La dernière apparition à Toulouse de la célèbre et mythique compagnie de ballet créée par Maurice Béjart remonte à 2011 ! Elle s’était alors produite dans un programme réunissant Aria et Dionysos, deux œuvres dans lesquelles s’était illustré l’une des grandes Etoiles de cette Compagnie : Julien Favreau, respectivement Thésée et Zeus. Classictoulouse l’a rencontré pour un échange sans fard rempli d’une admiration pour le maître dont la présence, presque vingt ans après sa disparition, est toujours aussi prégnante.
Rencontre
Classictoulouse : Julien Favreau, vous avez rejoint l’Ecole de Maurice Béjart en 1994, vous aviez 16 ans. Un an après vous intégrez la Compagnie pour en devenir premier soliste rapidement, une Compagnie que vous ne quitterez plus. Que représente-t-elle dans votre vie ?
Julien Favreau : Effectivement j’ai fait toute ma carrière dans cette Compagnie. A vrai dire, je me suis posé la question lors de la disparition de Maurice en 2007. Etait-ce un signe qu’il me fallait observer attentivement, et peut-être changer de Compagnie, aller vers des chorégraphes différents, vers d’autres répertoires. En fait je n’ai pas réfléchi longtemps à tout cela. J’ai vite compris que j’étais toujours au bon endroit et au bon moment. En restant je rendais également un hommage personnel à Maurice, un artiste avec lequel je travaillais depuis plus de 13 ans.
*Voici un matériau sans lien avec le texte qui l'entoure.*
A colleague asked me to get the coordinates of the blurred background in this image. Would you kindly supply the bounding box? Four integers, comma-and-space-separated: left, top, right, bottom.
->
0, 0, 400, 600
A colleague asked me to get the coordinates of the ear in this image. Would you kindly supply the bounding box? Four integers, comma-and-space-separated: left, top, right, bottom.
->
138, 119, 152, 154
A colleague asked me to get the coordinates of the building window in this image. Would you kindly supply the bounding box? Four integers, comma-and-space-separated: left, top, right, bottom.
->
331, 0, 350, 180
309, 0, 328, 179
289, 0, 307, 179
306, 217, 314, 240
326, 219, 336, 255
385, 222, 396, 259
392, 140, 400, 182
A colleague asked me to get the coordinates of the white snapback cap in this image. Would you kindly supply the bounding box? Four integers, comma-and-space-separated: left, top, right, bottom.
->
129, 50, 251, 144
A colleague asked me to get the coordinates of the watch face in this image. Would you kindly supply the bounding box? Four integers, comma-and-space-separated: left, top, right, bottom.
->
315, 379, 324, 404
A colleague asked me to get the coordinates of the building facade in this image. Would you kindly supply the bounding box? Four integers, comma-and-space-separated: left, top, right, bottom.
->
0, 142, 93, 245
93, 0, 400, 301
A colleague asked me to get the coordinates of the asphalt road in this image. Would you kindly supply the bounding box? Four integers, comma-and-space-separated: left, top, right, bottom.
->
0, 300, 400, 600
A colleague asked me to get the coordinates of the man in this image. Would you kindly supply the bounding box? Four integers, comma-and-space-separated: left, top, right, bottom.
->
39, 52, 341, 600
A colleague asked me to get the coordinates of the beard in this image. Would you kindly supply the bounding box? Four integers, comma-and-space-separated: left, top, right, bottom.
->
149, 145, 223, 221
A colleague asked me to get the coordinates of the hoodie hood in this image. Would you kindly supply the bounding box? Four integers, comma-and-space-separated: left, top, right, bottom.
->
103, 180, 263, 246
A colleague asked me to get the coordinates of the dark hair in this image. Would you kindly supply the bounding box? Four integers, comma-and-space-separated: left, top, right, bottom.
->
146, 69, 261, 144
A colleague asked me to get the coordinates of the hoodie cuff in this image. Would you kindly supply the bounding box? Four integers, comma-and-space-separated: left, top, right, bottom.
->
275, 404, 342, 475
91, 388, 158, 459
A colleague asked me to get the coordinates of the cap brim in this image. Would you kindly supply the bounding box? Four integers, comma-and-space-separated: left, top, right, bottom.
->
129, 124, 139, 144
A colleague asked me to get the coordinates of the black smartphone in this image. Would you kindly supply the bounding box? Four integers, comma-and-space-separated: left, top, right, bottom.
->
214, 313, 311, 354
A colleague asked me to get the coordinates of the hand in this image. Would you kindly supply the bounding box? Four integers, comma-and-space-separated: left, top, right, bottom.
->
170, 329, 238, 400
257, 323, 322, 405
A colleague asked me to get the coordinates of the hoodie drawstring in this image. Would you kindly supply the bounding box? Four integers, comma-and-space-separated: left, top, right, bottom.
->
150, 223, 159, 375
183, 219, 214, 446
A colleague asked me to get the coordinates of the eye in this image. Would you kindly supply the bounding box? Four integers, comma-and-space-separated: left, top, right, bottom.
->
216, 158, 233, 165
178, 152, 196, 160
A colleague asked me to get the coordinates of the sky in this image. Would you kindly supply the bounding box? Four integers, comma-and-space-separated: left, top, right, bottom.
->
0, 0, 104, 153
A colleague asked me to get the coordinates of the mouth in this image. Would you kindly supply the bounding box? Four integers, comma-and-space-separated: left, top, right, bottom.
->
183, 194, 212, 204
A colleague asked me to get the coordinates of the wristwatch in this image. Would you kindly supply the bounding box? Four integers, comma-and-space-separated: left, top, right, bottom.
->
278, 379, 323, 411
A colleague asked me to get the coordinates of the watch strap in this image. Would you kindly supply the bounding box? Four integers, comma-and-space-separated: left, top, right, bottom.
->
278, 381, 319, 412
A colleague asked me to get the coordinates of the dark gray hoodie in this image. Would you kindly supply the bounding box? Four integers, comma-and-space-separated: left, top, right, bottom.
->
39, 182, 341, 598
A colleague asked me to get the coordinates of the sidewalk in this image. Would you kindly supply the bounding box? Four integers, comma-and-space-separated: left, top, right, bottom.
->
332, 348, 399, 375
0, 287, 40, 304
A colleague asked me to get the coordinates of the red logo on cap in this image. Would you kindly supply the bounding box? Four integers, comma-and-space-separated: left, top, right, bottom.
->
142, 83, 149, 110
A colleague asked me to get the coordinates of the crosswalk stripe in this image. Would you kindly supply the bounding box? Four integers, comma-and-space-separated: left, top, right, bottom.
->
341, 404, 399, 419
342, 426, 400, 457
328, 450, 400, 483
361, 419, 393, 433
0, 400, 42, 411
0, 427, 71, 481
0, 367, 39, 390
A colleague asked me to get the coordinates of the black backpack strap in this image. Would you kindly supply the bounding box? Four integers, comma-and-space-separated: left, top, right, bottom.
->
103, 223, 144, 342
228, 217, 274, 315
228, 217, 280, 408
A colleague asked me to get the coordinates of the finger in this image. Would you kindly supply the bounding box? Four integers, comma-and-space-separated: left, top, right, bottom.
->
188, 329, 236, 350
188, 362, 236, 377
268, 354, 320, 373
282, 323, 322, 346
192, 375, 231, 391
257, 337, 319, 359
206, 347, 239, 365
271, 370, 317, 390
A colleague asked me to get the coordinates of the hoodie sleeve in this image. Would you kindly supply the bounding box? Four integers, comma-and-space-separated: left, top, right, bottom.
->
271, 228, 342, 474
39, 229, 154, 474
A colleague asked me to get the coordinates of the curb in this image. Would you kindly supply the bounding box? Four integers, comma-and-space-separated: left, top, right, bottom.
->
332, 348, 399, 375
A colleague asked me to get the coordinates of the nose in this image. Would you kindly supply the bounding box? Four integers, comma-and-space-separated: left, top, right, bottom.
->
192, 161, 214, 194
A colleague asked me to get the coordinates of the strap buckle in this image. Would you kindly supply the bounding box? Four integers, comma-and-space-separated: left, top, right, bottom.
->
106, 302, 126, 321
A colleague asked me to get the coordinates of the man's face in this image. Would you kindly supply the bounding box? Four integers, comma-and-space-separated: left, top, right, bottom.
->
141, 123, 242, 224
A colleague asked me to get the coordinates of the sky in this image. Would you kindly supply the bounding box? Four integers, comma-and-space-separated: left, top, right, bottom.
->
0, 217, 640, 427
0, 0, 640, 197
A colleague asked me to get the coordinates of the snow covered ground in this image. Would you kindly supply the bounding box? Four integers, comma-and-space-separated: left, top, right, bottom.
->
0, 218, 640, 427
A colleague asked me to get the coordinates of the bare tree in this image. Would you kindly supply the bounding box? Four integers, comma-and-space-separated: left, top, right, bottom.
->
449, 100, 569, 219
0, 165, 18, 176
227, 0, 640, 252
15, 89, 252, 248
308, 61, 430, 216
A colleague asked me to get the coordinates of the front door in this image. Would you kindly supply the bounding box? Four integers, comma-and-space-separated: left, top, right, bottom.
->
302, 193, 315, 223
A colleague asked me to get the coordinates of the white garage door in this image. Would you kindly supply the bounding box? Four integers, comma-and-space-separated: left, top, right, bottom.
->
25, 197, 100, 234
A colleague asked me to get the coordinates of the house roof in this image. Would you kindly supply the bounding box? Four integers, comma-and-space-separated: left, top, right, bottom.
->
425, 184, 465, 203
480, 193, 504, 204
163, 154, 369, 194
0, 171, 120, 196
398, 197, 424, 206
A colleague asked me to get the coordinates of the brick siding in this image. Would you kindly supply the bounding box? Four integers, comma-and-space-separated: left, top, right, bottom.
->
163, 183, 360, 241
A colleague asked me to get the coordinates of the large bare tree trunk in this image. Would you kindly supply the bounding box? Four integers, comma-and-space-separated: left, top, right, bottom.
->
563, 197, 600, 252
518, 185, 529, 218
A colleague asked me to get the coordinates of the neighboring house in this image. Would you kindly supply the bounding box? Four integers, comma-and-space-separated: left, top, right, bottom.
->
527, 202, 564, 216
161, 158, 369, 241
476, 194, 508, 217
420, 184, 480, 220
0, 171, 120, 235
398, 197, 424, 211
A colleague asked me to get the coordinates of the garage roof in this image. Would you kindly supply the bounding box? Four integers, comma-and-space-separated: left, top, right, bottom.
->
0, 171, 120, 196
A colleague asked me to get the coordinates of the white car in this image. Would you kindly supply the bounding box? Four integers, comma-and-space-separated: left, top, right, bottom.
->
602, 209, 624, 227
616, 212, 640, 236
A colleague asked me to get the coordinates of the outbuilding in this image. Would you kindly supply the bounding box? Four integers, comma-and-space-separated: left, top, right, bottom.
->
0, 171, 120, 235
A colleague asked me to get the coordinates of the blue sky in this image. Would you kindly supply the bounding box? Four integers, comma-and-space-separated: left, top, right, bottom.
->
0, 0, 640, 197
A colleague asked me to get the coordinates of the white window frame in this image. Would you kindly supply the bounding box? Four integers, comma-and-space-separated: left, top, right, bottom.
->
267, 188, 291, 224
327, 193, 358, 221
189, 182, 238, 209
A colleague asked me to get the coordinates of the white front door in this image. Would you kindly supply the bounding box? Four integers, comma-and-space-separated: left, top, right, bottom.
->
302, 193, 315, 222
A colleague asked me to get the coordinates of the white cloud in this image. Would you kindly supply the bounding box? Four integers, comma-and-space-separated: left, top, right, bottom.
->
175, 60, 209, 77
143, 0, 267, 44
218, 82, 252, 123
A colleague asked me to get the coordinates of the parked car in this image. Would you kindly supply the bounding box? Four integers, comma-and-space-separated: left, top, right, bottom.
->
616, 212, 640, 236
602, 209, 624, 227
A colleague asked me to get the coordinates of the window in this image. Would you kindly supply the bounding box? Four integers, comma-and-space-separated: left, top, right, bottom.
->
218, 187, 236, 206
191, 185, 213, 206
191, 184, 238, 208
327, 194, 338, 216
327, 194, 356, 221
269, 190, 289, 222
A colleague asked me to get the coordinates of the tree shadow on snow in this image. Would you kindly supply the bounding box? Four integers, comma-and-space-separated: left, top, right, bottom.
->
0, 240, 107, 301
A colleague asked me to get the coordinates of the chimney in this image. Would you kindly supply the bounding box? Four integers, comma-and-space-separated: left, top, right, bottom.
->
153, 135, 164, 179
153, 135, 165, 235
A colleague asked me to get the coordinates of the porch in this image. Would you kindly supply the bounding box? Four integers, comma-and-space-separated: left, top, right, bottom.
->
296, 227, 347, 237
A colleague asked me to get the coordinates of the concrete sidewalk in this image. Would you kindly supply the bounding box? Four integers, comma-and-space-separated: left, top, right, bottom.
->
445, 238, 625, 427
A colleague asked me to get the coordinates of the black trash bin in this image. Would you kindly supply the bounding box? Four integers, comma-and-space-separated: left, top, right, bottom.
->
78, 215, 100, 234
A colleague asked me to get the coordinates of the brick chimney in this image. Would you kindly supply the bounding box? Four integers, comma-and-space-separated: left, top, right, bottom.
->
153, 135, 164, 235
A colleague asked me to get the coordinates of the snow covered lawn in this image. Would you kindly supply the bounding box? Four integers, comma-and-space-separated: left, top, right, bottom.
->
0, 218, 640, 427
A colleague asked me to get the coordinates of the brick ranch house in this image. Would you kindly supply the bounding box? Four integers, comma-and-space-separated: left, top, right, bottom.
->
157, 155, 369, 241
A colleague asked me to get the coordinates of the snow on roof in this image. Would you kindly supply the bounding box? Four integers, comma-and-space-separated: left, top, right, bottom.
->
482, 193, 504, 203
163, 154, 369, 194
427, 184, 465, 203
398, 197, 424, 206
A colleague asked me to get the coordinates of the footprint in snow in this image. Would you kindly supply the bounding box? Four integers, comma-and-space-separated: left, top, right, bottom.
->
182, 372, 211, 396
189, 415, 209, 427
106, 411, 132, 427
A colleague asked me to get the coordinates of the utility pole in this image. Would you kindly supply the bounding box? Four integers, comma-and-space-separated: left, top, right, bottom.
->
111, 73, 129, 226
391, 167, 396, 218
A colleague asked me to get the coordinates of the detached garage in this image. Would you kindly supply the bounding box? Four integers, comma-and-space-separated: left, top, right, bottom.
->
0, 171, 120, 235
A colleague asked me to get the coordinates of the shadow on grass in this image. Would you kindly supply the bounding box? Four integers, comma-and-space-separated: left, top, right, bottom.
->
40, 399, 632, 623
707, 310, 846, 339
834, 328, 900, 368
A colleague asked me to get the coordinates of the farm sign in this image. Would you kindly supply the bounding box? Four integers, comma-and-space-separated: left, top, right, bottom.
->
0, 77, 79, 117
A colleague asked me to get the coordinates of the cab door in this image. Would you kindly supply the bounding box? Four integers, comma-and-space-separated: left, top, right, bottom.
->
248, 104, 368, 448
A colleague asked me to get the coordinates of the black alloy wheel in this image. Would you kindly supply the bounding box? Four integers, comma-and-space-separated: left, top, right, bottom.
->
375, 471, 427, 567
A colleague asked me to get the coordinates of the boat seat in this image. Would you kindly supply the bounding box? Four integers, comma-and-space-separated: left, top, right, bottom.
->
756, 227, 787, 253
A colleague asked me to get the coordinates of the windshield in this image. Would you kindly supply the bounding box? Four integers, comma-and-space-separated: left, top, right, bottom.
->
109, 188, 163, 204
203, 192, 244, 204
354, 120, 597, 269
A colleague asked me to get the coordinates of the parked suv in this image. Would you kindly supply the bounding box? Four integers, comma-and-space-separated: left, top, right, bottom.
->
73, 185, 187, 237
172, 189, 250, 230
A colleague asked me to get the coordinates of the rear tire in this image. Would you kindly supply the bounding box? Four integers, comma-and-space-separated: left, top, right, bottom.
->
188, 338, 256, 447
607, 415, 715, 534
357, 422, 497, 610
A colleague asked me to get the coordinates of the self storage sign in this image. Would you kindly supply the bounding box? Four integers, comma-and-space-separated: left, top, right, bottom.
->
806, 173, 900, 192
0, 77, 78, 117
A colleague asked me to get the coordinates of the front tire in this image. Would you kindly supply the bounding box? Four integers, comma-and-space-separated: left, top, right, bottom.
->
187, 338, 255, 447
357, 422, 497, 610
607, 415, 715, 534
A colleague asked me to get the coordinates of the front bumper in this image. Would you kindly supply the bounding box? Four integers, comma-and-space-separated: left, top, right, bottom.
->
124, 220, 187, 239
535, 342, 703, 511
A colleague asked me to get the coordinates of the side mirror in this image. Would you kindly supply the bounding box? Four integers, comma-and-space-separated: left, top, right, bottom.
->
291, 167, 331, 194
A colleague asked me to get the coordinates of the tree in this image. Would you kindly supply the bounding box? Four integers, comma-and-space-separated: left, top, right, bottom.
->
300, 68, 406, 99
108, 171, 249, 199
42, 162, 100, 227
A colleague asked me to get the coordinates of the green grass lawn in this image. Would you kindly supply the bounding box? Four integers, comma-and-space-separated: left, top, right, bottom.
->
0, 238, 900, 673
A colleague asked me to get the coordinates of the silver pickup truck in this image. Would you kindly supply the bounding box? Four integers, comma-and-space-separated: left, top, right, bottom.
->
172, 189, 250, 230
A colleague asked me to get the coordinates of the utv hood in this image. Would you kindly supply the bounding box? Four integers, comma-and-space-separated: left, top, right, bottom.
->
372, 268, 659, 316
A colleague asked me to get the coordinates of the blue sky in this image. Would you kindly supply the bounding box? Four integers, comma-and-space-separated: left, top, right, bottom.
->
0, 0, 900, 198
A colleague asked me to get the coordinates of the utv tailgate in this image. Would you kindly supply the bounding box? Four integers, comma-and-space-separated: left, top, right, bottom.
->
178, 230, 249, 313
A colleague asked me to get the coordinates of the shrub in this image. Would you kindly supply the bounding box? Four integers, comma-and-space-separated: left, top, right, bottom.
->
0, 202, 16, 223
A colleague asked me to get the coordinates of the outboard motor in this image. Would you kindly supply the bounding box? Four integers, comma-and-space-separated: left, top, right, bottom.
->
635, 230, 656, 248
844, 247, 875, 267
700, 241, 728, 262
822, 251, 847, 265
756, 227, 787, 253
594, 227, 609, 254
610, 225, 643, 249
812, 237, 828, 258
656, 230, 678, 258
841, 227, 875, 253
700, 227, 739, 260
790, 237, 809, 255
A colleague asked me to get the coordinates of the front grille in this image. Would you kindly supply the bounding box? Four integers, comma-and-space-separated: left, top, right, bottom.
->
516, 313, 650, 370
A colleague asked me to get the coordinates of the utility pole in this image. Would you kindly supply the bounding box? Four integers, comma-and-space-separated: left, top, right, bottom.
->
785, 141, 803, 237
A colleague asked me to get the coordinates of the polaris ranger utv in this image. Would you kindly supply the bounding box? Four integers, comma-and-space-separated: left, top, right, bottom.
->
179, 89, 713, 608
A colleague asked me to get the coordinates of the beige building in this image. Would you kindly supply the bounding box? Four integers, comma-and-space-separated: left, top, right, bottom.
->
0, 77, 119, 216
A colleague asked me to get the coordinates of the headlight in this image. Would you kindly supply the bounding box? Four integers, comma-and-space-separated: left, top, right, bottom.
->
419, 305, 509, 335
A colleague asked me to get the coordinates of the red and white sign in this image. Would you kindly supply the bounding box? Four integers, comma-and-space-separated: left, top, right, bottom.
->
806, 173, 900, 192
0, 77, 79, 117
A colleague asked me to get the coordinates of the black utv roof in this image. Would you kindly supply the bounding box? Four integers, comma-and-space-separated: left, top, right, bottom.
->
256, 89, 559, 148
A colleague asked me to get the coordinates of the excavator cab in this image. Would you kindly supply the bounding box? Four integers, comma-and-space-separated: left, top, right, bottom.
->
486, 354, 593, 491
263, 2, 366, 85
J’ai également réalisé à ce moment-là combien il était important que le public qui connaissait l’œuvre de Maurice Béjart ou bien qui allait la découvrir, voit des danseurs ayant travaillé avec le maître et ainsi conserver ce lien le plus solide possible. En tant que pur produit de cette maison j’ai considéré que ma place demeurait dans cette Compagnie. Ce qu’elle représente dans ma vie est quasiment indescriptible. Bien que Rochelais de naissance, depuis mon entrée à l’école Rudra, je vis en Suisse. J’y ai fait des rencontres extraordinaires, Maurice Béjart bien sûr, mais aussi différentes personnes qui m’ont construit en tant qu’homme et en tant qu’artiste. Une véritable école de la vie qui emprunte bien d’autres chemins que la danse pure. En plus il faut souligner que cette Compagnie est quasiment itinérante et parcourt la planète à longueur d’année. Bien que domiciliée à Lausanne, elle n’est pas attachée à un lieu. C’est l’une des caractéristiques originales de cet ensemble.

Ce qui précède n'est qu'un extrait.